She spoke with affected friendliness. We hate each other. I try to ignore her. I think her trivial. Sure enough she had called to ask me what size her coffee filters were. Two years ago I bought her a coffee maker. I resented the fact that I knew they were size 4.
"Are you sure it's 4?"
"No," I said, for no reason.
"Does it really matter if I get the wrong size? What's the difference? Oh, I think they get bigger." Jen could not make the smallest decision without consulting someone. I welcomed the break from work so I tolerated the conversation.
"They're on sale! Twenty cents." she said. "Twenty cents, for one hundred!" she was dividing out the cost per cone. I braced myself for the result. And then decided I didn't want to hear it.
"I have to go," I said.
"I'm getting a new shampoo and conditioner."
"I have to go."
"What are you doing?"
"Work."
I got off the phone and took a walk around the floor. There was no one there. It was the week after Christmas and before the New Year. Everyone was off having a good time.

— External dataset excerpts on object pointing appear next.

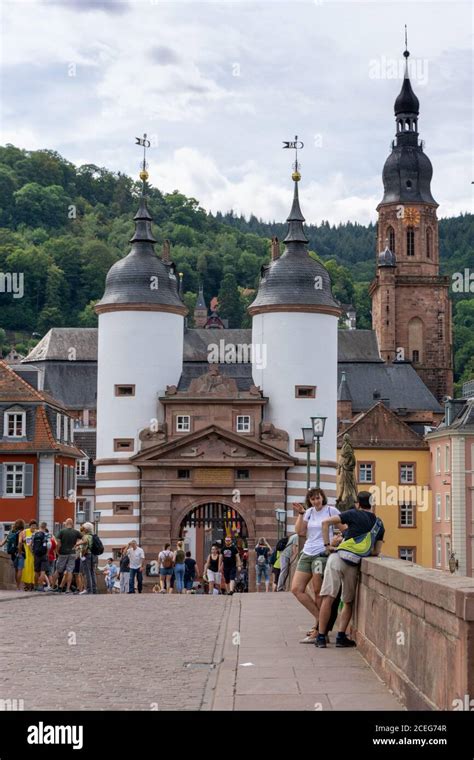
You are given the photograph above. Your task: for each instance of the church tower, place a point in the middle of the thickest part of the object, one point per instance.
(411, 310)
(294, 323)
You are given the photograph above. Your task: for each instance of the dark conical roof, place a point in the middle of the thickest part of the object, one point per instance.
(294, 280)
(141, 277)
(407, 171)
(407, 102)
(200, 302)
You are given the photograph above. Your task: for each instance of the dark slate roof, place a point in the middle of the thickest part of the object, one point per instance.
(86, 440)
(72, 383)
(398, 383)
(141, 277)
(354, 345)
(59, 342)
(407, 102)
(358, 346)
(242, 374)
(407, 176)
(291, 278)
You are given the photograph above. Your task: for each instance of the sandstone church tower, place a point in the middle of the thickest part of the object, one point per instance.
(411, 311)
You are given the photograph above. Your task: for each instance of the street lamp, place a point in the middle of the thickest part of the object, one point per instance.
(318, 424)
(96, 521)
(308, 441)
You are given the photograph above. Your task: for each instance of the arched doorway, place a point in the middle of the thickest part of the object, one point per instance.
(210, 523)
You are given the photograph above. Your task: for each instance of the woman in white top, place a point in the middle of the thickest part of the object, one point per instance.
(313, 558)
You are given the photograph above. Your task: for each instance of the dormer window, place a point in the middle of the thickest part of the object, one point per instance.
(14, 425)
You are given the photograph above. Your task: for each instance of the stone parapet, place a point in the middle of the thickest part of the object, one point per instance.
(415, 627)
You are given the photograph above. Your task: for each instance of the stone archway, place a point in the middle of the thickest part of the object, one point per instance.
(214, 518)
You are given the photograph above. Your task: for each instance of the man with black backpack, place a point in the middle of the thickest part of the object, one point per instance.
(91, 549)
(342, 567)
(41, 544)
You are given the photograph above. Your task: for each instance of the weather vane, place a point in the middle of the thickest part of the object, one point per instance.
(146, 144)
(296, 145)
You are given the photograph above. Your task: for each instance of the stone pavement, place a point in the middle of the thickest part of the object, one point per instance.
(160, 652)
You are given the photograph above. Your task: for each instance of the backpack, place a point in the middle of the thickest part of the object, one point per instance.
(39, 543)
(261, 560)
(168, 560)
(281, 544)
(97, 547)
(12, 542)
(353, 549)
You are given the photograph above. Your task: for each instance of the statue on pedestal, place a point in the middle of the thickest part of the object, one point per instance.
(347, 486)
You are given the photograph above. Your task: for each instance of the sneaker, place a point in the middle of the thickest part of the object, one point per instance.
(320, 641)
(343, 641)
(309, 639)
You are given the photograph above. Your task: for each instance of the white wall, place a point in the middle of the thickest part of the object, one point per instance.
(138, 348)
(301, 349)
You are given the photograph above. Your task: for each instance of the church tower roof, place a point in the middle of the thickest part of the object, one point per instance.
(407, 171)
(294, 281)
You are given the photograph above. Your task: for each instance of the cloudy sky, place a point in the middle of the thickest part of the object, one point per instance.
(219, 85)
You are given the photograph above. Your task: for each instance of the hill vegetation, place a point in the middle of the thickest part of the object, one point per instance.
(62, 228)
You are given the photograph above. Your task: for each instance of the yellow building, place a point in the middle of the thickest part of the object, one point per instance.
(393, 463)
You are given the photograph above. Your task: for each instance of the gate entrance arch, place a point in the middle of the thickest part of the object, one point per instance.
(210, 523)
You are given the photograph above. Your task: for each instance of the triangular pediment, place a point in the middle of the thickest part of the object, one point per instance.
(380, 427)
(213, 445)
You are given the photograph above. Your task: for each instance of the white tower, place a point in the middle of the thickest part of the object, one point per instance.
(140, 352)
(294, 319)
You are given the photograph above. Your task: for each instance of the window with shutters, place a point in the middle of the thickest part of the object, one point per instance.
(14, 480)
(57, 481)
(14, 425)
(82, 467)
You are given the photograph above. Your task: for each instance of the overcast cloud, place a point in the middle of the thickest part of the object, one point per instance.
(218, 86)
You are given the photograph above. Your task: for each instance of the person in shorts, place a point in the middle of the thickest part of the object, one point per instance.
(17, 555)
(313, 558)
(211, 570)
(263, 551)
(191, 572)
(229, 564)
(67, 539)
(339, 573)
(166, 564)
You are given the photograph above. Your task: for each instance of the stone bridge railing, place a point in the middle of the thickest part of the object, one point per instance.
(415, 627)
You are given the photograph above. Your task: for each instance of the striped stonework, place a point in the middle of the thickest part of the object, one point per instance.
(117, 483)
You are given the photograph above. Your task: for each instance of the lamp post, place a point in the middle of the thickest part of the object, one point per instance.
(308, 441)
(318, 425)
(96, 521)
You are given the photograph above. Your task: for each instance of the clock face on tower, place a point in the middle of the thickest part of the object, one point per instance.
(411, 216)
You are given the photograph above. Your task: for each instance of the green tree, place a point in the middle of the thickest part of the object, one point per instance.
(230, 302)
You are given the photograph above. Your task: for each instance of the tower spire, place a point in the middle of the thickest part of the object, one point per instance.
(295, 218)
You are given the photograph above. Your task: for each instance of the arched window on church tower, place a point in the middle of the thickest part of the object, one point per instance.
(429, 242)
(415, 340)
(391, 239)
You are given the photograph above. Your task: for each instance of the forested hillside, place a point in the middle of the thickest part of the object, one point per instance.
(62, 228)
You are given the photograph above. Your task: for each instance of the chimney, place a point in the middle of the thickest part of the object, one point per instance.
(275, 248)
(166, 251)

I made myself a coffee with two sugars, a little skim, and a little half and half. I sat down and gauged the size of my thighs. They had gotten fat from too many nights with mud slide.
They rubbed against each other as I walked the halls again and glanced into the empty cubicles. Seeking a reason to prolong the walk, I went down the stairwell. The stairwell was dusty. I wondered whether the air was hazardous. The walls were a wet-looking white and the steps were grey. Inexplicably there were a few small white feathers at every landing. It gave me an ominous feeling, as if a bird might suddenly fly out from around the corner.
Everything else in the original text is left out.